Proxy
Generally, a proxy server is a device that intercepts network connections made from a client to a destination server. The best known basic meaning of the word proxy is: function of something that acts as a substitute for something else.
In other words, a proxy server is a specific type of application server that routes HTTP requests from clients to the content servers that actually do the work.
Usually, a proxy server intercepts a connection between a device and the Internet, manipulating the direct communication between the two points. Also known as an application-layer gateway between one network and a larger-scale network (e.g., the Internet), a proxy server can be an application or a specific device on a network that filters outgoing and incoming data transfers.
The strategic location of the intermediate point allows various functionalities for a proxy server: access control, trace logging, restriction to certain types of information and traffic, performance improvements, communication anonymity, web cache, among others. Depending on the context, the intermediation performed by the proxy can be considered by users, administrators and service providers alike.
There are two classifications of proxies according to the objective of whoever implements their intermediation policy:
- local proxy: In this case the one implementing the policy is the same as the one making the request, hence the name local. They are usually located on the same device as the client that makes requests. They are widely used so that the client can control traffic and establish filtering rules to ensure, for example, that private information is not disclosed.
- network proxy: In this implementation, proxy policies are set by an entity and apply to all devices using its network infrastructure; it is also often referred to as an external proxy.

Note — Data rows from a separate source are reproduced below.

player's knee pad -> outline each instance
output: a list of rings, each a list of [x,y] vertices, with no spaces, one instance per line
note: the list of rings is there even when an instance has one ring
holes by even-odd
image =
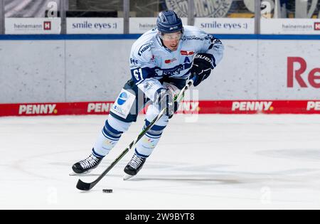
[[[112,129],[115,130],[115,132],[122,132],[122,134],[129,129],[131,124],[131,122],[122,122],[110,114],[108,119],[105,122],[105,127],[109,125]]]
[[[146,119],[147,121],[151,122],[158,116],[160,112],[158,106],[151,105],[146,111]],[[169,117],[163,115],[160,119],[155,124],[155,125],[166,127],[169,123]]]

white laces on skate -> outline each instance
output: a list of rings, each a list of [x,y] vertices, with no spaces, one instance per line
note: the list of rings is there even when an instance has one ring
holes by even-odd
[[[83,159],[80,162],[80,166],[85,169],[87,168],[90,168],[94,166],[99,161],[99,158],[93,156],[92,154],[90,155],[85,159]]]
[[[139,166],[144,162],[145,158],[138,156],[136,154],[133,156],[132,159],[130,161],[130,166],[137,169]]]

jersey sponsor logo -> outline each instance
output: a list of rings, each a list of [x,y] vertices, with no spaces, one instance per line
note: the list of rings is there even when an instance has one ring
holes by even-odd
[[[173,63],[174,61],[176,61],[176,58],[172,58],[172,59],[166,60],[164,61],[164,63],[165,63],[166,64],[170,64],[171,63]]]
[[[233,111],[272,111],[274,107],[272,107],[272,101],[262,101],[262,102],[233,102],[232,110]]]
[[[186,57],[186,58],[184,59],[183,63],[190,63],[190,59],[189,59],[189,58]]]
[[[122,90],[110,112],[114,114],[126,119],[130,113],[131,108],[134,103],[136,96],[130,92]]]
[[[21,105],[19,114],[57,114],[56,105]]]
[[[188,0],[166,0],[168,9],[174,11],[181,17],[188,17]],[[196,17],[225,17],[229,11],[233,0],[196,0]]]
[[[180,53],[181,55],[193,55],[194,54],[194,50],[181,50]]]
[[[165,69],[160,69],[160,68],[156,68],[154,71],[156,72],[156,75],[158,76],[163,76],[163,75],[168,75],[168,76],[172,76],[172,75],[179,75],[182,71],[189,69],[191,68],[192,63],[186,63],[183,65],[178,65],[171,68],[165,68]]]
[[[204,41],[204,38],[199,38],[196,36],[183,36],[181,38],[181,40],[182,41]]]
[[[146,52],[146,50],[151,48],[151,46],[152,46],[152,43],[148,43],[146,44],[144,44],[141,46],[140,49],[139,49],[138,55],[139,56],[142,55],[142,54]]]
[[[320,111],[320,101],[308,101],[306,104],[306,110]]]
[[[130,58],[130,63],[134,65],[137,65],[138,64],[138,60],[134,60],[133,58]]]
[[[120,94],[117,102],[119,105],[123,105],[126,102],[127,100],[128,100],[128,95],[124,92]]]
[[[105,102],[96,102],[96,103],[89,103],[87,105],[87,112],[88,113],[95,112],[95,113],[103,113],[109,112],[111,107],[112,107],[112,103],[105,103]]]

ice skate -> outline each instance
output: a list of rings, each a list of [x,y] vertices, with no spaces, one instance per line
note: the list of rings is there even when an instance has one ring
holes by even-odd
[[[131,159],[127,166],[124,168],[124,181],[127,181],[136,176],[142,168],[146,158],[138,156],[136,153]]]

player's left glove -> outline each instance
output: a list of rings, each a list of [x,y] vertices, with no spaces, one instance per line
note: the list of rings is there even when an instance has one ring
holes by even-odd
[[[169,90],[161,88],[156,92],[156,103],[159,105],[159,110],[161,111],[166,109],[164,114],[172,117],[174,114],[174,101]]]
[[[213,55],[208,53],[200,53],[193,59],[193,65],[190,72],[190,79],[195,78],[194,86],[198,85],[202,81],[209,77],[211,70],[213,69]]]

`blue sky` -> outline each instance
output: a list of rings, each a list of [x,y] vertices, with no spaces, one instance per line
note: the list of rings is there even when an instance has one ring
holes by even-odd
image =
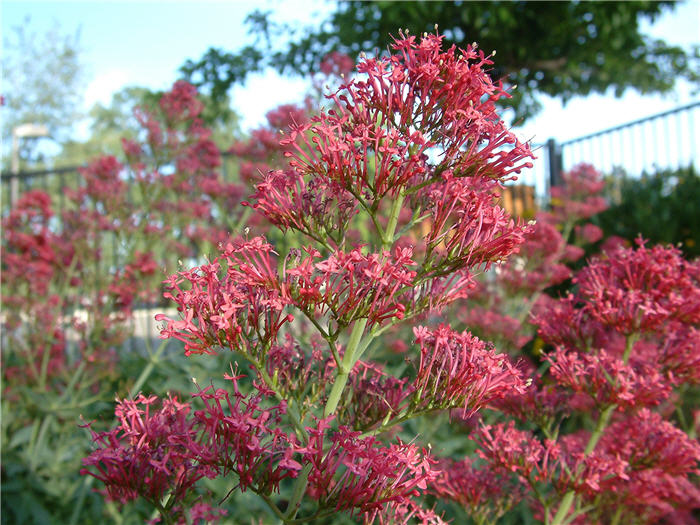
[[[0,4],[2,32],[31,19],[31,28],[46,32],[58,23],[63,33],[80,31],[88,84],[86,107],[109,102],[112,93],[126,85],[166,89],[188,58],[199,58],[209,47],[235,50],[252,41],[243,24],[256,8],[275,12],[279,20],[315,24],[333,10],[333,4],[312,0],[252,1],[18,1]],[[690,46],[700,43],[700,0],[682,3],[652,26],[651,36]],[[496,56],[496,59],[498,56]],[[263,121],[267,110],[298,101],[308,82],[280,78],[273,72],[254,75],[233,92],[234,108],[243,115],[244,129]],[[613,96],[576,98],[566,106],[544,98],[545,109],[520,128],[522,138],[544,142],[585,135],[630,120],[652,115],[697,100],[687,85],[664,96],[640,96],[628,90]]]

It is mainly used to implement filters, block content, traffic control, trace logging, among others.
Operation
A proxy allows other devices to connect to a network indirectly through it. When a computer on the network wants to access a piece of information or resource, it is actually the proxy that performs the communication and then transfers the result to the initial computer.
Generally, a proxy is an intermediate point between a network device and the Internet to access a resource. When browsing via proxy, the client making the request is not actually accessing the server directly, but rather the proxy accesses the request and returns the result of the request.

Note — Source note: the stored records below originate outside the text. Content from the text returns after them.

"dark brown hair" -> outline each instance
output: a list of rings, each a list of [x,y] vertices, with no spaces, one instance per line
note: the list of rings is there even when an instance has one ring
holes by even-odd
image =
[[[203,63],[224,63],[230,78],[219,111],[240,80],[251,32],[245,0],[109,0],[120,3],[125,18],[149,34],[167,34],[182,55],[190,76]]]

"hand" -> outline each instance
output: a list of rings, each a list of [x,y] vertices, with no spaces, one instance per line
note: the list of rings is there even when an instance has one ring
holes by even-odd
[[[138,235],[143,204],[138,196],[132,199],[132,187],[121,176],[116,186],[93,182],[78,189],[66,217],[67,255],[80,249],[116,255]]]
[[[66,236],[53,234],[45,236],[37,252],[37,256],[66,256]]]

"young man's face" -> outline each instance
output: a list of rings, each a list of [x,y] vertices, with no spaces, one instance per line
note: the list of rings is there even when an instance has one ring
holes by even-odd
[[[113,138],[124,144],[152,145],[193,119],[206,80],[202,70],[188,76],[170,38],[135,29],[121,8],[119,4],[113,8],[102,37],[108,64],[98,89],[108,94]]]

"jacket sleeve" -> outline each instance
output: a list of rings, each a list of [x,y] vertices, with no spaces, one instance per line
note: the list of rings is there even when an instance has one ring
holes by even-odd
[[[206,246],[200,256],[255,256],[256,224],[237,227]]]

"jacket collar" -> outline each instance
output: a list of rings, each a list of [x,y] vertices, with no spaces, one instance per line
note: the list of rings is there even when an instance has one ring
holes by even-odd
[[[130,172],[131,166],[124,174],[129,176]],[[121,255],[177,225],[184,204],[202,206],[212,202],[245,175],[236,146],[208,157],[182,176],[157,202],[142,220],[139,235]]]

It is the proxy server that is responsible for the network address translation (NAT) also known as IP masquerading. This is what happens when multiple devices share a single Internet connection.

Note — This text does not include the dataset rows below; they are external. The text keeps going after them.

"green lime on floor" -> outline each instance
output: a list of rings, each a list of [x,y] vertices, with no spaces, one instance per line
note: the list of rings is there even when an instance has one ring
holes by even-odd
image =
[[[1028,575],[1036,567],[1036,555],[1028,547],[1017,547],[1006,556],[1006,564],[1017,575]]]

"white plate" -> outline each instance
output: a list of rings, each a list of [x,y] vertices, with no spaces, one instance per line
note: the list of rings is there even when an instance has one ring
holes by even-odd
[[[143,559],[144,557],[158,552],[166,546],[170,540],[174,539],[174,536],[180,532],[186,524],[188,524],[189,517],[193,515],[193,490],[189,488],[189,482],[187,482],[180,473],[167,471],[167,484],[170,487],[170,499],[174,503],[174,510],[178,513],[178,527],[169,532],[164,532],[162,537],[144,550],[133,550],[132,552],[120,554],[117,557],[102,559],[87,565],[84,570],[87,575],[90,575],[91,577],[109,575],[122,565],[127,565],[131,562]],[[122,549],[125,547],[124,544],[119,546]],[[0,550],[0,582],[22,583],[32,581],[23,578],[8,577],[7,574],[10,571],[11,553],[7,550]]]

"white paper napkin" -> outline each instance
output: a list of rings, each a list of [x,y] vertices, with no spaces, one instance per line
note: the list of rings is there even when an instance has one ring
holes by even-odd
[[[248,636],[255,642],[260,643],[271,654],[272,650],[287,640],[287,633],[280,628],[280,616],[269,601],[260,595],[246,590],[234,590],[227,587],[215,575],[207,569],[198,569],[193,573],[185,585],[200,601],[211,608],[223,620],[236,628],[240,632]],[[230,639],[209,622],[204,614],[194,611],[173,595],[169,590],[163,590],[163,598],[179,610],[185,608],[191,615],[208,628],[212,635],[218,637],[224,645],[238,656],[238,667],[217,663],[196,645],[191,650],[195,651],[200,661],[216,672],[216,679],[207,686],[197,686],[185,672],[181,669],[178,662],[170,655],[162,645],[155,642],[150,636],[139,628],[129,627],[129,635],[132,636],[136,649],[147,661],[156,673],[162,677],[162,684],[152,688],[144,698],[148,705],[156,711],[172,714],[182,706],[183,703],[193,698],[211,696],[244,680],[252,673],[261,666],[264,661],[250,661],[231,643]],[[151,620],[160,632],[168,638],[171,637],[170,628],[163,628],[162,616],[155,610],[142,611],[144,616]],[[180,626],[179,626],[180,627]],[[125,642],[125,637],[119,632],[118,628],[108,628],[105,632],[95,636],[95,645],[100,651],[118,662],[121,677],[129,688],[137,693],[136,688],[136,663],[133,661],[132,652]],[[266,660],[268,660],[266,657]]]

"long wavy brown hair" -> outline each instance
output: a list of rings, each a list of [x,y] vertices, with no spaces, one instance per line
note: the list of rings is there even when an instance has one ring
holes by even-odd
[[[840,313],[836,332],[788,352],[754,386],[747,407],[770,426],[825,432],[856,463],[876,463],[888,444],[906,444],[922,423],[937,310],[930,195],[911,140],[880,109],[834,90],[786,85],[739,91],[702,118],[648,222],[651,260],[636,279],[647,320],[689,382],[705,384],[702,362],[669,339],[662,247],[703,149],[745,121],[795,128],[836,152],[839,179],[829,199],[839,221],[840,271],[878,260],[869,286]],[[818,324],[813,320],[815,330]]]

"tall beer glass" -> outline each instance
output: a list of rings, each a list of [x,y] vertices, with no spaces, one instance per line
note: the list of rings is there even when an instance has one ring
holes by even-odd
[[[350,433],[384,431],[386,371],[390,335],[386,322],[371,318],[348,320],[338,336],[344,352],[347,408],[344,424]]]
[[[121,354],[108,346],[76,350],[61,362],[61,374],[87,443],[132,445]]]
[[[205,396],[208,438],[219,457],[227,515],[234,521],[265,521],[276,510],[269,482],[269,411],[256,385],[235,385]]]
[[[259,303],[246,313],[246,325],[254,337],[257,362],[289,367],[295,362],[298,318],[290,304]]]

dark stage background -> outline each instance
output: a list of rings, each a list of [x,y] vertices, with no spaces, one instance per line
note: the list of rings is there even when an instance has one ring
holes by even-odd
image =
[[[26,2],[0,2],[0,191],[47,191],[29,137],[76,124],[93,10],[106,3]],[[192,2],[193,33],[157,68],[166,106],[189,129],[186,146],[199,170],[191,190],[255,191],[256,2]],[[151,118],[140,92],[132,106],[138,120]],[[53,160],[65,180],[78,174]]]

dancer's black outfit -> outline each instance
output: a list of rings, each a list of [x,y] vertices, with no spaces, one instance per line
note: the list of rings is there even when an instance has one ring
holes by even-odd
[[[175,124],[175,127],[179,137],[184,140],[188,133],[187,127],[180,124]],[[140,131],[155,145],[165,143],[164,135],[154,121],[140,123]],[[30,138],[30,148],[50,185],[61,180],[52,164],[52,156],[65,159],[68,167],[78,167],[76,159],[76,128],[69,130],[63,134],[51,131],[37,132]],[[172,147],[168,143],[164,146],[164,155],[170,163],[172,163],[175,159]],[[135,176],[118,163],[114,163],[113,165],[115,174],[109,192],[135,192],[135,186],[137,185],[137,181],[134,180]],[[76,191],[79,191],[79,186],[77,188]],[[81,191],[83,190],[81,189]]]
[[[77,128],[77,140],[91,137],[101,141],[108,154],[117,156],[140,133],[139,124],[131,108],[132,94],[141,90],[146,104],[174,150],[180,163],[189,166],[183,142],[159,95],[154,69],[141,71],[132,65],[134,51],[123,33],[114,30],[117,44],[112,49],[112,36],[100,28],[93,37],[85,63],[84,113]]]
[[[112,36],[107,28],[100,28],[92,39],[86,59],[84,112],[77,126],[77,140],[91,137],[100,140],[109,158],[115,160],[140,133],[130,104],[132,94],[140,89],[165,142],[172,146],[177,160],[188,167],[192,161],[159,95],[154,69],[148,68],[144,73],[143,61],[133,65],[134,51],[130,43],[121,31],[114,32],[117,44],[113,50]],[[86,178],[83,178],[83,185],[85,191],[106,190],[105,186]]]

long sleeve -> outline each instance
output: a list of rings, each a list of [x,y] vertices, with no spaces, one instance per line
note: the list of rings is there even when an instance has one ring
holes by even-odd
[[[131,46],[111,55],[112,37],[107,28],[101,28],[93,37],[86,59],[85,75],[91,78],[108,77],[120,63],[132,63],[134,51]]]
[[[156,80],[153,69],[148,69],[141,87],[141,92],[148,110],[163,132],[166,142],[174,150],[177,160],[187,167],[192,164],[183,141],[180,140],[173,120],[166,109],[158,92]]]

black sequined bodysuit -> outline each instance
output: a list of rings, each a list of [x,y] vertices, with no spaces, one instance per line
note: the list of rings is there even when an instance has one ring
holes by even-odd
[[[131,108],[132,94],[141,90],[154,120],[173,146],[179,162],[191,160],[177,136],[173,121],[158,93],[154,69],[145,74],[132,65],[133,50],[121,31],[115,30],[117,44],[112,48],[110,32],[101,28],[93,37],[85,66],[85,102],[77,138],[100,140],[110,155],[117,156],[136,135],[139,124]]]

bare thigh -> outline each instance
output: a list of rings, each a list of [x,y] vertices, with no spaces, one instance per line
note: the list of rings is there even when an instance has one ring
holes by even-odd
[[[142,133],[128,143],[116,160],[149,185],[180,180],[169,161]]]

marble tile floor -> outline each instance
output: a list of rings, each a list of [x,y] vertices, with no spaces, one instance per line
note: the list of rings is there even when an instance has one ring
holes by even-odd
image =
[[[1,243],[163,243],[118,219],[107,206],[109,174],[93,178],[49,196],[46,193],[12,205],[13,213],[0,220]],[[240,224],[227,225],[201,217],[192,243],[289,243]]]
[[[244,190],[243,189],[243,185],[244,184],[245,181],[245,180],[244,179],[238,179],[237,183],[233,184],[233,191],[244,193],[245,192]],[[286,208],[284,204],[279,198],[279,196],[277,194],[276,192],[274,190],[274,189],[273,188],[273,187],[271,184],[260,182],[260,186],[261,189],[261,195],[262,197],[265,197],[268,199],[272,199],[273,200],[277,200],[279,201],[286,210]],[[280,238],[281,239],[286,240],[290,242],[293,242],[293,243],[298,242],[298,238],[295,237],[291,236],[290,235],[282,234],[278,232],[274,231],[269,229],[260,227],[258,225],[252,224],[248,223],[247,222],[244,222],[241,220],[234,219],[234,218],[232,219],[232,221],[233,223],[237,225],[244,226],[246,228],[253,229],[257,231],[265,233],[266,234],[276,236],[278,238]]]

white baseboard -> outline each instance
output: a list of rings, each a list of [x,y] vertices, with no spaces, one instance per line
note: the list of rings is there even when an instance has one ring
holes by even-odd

Within the local area network (LAN), computers use IP addresses reserved for private use, and generally a unique outgoing IP address to another network or the Internet. In this sense, the proxy is in charge of translating the private addresses to this unique public address to make the requests, as well as to distribute the responses received to each internal user that requested it.
This is very common in companies and homes with several networked devices and a single external Internet access. Internet access via NAT provides some security, since there is no direct connection between the outside and the private network, and the computers are not exposed to direct attacks from the outside.
The proxy server, in addition, usually has a storage cache, which stores a copy of the web pages that have been visited, so that the first access will be physically to the destination server, while the successive ones use cache. It is the proxy that checks if it has been accessed previously (if it is in its cache), and if it has not been modified on the server since the last request from the proxy. If this is the case, instead of requesting the page again from the server, it sends the cached copy to the user, which significantly improves the performance or speed of the Internet connection of the computers behind the proxy.
Proxy servers have multiple functions, some of the most common are:
- Interface between the internal and the public network (Internet): to control access to the Internet by devices on a network.
- Bandwidth control: network users can be assigned certain resources and a certain available bandwidth. Control tasks also include server availability monitoring.
- Protection against network attacks: the proxy server is placed between the actual data server and the users. Websites that work with sensitive customer data, such as online stores, for example, often use this solution to protect their servers.
- Network logging: Proxy servers are commonly used to log network activity, so that malicious access can be identified more quickly.
- Anonymous traffic: on the Internet, the use of a proxy can anonymize an IP address and thus evade restrictions on access, for example, to a certain website.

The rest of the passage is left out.